What features does mcp-vision MCP server provide?

Q: What features does mcp-vision MCP server provide?

locate_objects: Detect and locate objects in an image using HuggingFace zero-shot object detection pipelines; inputs include image_path, candidate_labels, and an optional hf_model (defaults to google/owlvit-large-patch14); returns results in HF object-detection format.. zoom_to_object: Crop the image to the bounding box of a specified label and return the cropped image; if multiple objects match, returns the best-scoring one; returns MCPImage or None.. Default and configurable models: Defaults to google/owlvit-large-patch14 but supports specifying hf_model for other models; slower on CPU.. Hardware support: Supports GPU-accelerated runs (Docker with NVIDIA runtime and GPUs) or CPU-only runs; CPU mode may incur longer load and inference times.. Docker deployment: Build and run the MCP server via Docker; includes local build (make build-docker) and an optional public image (groundlight/mcp-vision:latest).. Claude Desktop integration: Configured via claude_desktop_config.json to run mcp-vision as an MCP server; examples cover CPU and GPU setups.. Development and build workflow: Development flow uses the uv package manager for installation and running (uv install; uv run python mcp_vision); includes Docker image build/run and pushing to Docker Hub.

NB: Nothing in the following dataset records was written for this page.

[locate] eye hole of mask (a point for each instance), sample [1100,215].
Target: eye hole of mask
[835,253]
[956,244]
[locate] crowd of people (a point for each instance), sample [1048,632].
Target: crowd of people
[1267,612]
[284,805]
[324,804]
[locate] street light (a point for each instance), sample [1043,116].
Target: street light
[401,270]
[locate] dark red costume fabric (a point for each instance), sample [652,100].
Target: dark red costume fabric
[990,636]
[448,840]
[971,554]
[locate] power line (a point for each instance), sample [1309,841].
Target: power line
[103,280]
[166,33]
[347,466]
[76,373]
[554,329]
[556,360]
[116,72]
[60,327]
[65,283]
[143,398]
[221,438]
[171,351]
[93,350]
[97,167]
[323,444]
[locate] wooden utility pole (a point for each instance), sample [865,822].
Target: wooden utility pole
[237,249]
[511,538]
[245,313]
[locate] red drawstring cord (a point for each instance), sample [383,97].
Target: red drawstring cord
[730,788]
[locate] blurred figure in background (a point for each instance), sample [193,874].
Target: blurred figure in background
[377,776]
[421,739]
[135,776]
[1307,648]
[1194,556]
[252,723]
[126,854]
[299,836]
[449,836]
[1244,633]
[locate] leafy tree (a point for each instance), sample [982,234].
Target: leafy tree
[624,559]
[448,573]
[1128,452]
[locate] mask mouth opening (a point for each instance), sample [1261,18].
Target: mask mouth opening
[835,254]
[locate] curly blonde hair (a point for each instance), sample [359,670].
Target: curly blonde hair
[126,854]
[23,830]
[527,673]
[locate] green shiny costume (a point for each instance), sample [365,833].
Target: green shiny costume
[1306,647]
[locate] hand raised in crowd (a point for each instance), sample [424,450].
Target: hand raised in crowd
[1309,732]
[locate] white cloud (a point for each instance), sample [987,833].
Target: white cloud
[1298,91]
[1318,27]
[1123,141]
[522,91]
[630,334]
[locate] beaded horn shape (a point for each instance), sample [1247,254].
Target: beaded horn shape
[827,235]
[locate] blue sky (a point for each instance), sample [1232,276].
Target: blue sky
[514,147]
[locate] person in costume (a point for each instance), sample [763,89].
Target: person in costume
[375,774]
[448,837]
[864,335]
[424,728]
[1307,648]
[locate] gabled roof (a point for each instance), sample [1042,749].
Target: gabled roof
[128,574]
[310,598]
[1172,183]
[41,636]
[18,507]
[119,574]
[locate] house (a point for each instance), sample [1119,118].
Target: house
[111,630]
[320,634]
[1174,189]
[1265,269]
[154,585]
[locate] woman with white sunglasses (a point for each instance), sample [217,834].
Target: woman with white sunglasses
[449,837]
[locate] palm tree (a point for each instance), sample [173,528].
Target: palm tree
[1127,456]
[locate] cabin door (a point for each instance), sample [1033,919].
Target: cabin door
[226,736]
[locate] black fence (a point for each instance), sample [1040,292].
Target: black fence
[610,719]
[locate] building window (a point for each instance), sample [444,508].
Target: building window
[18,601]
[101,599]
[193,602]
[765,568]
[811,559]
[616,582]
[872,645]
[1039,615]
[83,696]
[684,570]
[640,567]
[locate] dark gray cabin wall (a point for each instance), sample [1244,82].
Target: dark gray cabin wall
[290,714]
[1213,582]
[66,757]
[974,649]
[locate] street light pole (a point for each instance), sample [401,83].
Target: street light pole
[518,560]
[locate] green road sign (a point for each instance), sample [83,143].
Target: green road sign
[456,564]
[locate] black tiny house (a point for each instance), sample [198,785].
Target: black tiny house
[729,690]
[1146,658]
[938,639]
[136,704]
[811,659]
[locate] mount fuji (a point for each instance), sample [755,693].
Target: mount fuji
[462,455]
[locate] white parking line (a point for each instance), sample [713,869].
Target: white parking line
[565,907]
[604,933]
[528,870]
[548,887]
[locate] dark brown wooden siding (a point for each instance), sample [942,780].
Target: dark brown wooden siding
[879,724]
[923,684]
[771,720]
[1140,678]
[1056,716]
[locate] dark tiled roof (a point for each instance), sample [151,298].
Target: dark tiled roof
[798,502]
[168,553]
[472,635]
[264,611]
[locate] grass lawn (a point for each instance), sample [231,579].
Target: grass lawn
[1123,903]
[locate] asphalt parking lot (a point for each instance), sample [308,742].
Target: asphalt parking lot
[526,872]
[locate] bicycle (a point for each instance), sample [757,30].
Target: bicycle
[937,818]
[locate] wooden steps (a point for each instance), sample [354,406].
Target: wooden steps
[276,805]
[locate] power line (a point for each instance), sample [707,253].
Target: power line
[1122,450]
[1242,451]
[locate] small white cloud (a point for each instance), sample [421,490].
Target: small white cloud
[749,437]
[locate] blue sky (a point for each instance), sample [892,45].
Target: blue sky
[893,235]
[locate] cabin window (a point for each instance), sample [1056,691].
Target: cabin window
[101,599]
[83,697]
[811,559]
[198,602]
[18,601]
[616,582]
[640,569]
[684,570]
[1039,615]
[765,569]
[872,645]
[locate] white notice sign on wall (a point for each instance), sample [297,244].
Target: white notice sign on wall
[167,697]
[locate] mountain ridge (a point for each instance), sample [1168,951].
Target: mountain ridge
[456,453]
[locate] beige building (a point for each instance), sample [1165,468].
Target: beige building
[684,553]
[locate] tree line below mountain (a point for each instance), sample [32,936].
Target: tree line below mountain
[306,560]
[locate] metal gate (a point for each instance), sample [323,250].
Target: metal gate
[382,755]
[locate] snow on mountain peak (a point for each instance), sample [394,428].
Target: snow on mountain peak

mcp-vision MCP Server 2026: Features & Setup Guide

Overview

mcp-vision is a Model Context Protocol (MCP) server that exposes HuggingFace computer vision models as callable tools to enhance the vision capabilities of large language or vision-language models. The repository is in active development and currently provides two tools: locate_objects and zoom_to_object. locate_objects detects and locates objects in an image using zero-shot object detection pipelines, accepting image_path, candidate_labels, and an optional hf_model (default google/owlvit-large-patch14); it returns results in HuggingFace object-detection format. zoom_to_object crops to a specified object label’s bounding box, returning the cropped image or None, and uses the best-scoring object when multiple matches exist. The default model can be overridden by the hf_model parameter, and CPU-only usage may result in slower performance. Deployment is via Docker, with local build commands and an optional public image (groundlight/mcp-vision:latest). Claude Desktop integration is documented via claude_desktop_config.json examples for CPU and GPU setups. Development guidance includes uv-based setup, building and running Docker images, and troubleshooting notes.

Features

locate_objects

Detect and locate objects in an image using HuggingFace zero-shot object detection pipelines; inputs include image_path, candidate_labels, and an optional hf_model (defaults to google/owlvit-large-patch14); returns results in HF object-detection format.

zoom_to_object

Crop the image to the bounding box of a specified label and return the cropped image; if multiple objects match, returns the best-scoring one; returns MCPImage or None.

Default and configurable models

Defaults to google/owlvit-large-patch14 but supports specifying hf_model for other models; slower on CPU.

Hardware support

Supports GPU-accelerated runs (Docker with NVIDIA runtime and GPUs) or CPU-only runs; CPU mode may incur longer load and inference times.

Docker deployment

Build and run the MCP server via Docker; includes local build (make build-docker) and an optional public image (groundlight/mcp-vision:latest).

Claude Desktop integration

Configured via claude_desktop_config.json to run mcp-vision as an MCP server; examples cover CPU and GPU setups.

Development and build workflow

Development flow uses the uv package manager for installation and running (uv install; uv run python mcp_vision); includes Docker image build/run and pushing to Docker Hub.